I have the same question that Andrew Gelman has on grade inflation (https://statmodeling.stat.columbia.edu/2011/07/27/12383/ / https://statmodeling.stat.columbia.edu/2023/01/29/grade-inflation-why-hasnt-italready-reached-its-terminal-stage/): why isn't there even more corner cutting?

E.g., why did Intel take verification so seriously for so long in the wake of FDIV? AMD was buggier than Intel during the FDIV era, was much much buggier in the K7 era, and is buggier today. Someone who wants a non-buggy CPU doesn't really have a better alternative, so, from a shareholder viewpoint, Intel isn't cutting enough corners.

Grade inflation: why weren’t the instructors all giving all A’s already?? | Statistical Modeling, Causal Inference, and Social Science

My non-confident guess, based on how I've seen things play out (at companies I've worked and elsewhere), is that a tiny percentage of people want to do the right thing despite the incentive structure strongly pushing for the wrong thing.

Since we're in an era that increasingly celebrates some variant of "greed is good", the ability of the minority to force the right thing to happen is decreasing but, sometimes events like the FDIV bug will give people leverage to make the right thing happen.

@danluu Reputation is worth a lot, even if there is no alternative at that very moment. I'm not sure how much the extra stringent verification costs intel, but it could be a small percentage and entirely rational in the long term.
@danluu you're probably not wrong.
But it could also be a point of differentiation for Intel. "We cost more and our chips are slower, but they are more correct."
That's routine market differentiation.
Further, to maintain that differentiation, an internal culture develops with aligning values. The people in the company get sense of self-worth by providing that "higher quality".
@danluu That’s my assumption as well - everywhere I’ve worked, there’s always been some elements just doing their own thing, incentives be damned. I’m sure I must’ve read some systems analyses that have noted this…
@danluu must also be because you would stand out if you suddenly introduced a lot of bugs/gave all students As
@danluu My guess is, that this is prevented by the fear of escalation. In my experience, when you signal to everybody, that you don't care (i.e. give everybody A's), then the system is practically dead within a few cycles (few years in school terms). People subconsciously know this, because of the small timeframe and because it's easier to see.
@danluu When this is happening slowly instead, the escalation is happening too indirectly for people to actively fear. They may not even see it as an escalation.

@danluu
Some example thoughts:
"If I give everybody an A, what is the purpose of tests?",
"If everybody always succeeds in the same way,
why do we need to give homework?" or maybe in Intels case: "If we do not have a less buggy CPU, maybe our CPUs are not better?"

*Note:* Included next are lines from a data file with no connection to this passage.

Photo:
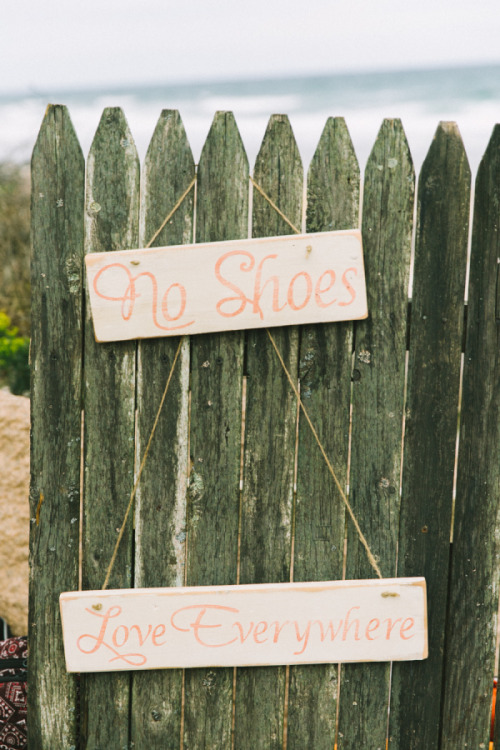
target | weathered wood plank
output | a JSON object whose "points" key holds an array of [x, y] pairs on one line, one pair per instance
{"points": [[112, 223], [431, 423], [146, 293], [378, 409], [215, 431], [270, 429], [257, 624], [472, 621], [160, 517], [325, 376], [57, 206]]}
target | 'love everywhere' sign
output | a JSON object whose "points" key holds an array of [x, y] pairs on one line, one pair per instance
{"points": [[222, 286], [252, 625]]}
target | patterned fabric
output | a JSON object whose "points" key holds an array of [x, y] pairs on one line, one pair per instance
{"points": [[13, 734]]}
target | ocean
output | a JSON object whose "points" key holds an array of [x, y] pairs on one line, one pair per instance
{"points": [[420, 98]]}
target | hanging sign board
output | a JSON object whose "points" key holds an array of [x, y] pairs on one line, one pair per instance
{"points": [[223, 286], [252, 625]]}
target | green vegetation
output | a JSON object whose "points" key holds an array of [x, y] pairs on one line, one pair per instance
{"points": [[14, 277], [14, 357]]}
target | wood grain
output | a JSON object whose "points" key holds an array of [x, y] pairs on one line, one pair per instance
{"points": [[325, 378], [112, 223], [431, 423], [57, 204], [378, 409], [270, 430], [473, 605], [215, 431], [160, 514]]}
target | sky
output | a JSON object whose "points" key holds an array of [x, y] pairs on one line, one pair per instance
{"points": [[51, 45]]}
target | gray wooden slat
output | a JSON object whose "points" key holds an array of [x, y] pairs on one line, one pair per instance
{"points": [[325, 376], [378, 409], [472, 621], [431, 424], [160, 517], [57, 205], [215, 431], [112, 223], [269, 443]]}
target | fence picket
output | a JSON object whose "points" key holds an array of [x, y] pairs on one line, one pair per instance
{"points": [[161, 497], [325, 377], [377, 409], [270, 427], [187, 530], [472, 620], [58, 184], [215, 430], [431, 423], [112, 223]]}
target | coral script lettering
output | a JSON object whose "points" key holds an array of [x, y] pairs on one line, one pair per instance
{"points": [[212, 626], [227, 285], [168, 309]]}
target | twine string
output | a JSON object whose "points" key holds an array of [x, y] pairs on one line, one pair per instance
{"points": [[143, 463], [361, 536], [273, 204], [172, 212]]}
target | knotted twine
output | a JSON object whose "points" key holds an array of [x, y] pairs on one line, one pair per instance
{"points": [[362, 538]]}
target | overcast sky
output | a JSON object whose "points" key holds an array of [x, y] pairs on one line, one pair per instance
{"points": [[52, 44]]}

The current profit of the company is not the only priority, as the profit is the result of many things.

@danluu anecdata from grad school—in philosophy, the professors said the second year grad students, who were TAing for the first time, tended to be too aggressive and often had to be nudged to give higher grades. Note that this isn’t “all A’s”, (we were a solid but not flagship state school), and the grad students had to be nudged to stick to a bell curve where the median grade was a B.

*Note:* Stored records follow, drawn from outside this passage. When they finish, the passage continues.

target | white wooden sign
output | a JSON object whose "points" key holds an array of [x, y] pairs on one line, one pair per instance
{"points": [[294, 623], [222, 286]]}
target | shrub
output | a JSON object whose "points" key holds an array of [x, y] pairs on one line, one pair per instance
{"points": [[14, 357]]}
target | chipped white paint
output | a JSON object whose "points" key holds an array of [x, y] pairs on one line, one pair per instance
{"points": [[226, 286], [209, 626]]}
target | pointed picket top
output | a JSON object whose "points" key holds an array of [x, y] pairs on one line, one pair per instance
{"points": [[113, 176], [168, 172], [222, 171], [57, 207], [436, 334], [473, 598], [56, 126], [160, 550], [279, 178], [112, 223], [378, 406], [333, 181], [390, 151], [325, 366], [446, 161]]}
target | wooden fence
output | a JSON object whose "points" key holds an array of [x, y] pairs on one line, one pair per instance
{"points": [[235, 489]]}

@danluu I question your assumption that it's cheaper to ignore these kinds of issues. If a company screws up they do have to pay a lot of money (product recall, compensation, etc).

The point of cost comparison is the additional outlay to do things right vs paying for screwups - the problem you'd run into is screwing up constantly would quickly get very expensive.

At best you could argue current employees may not have sufficient incentive, and take short term profits at long term expense.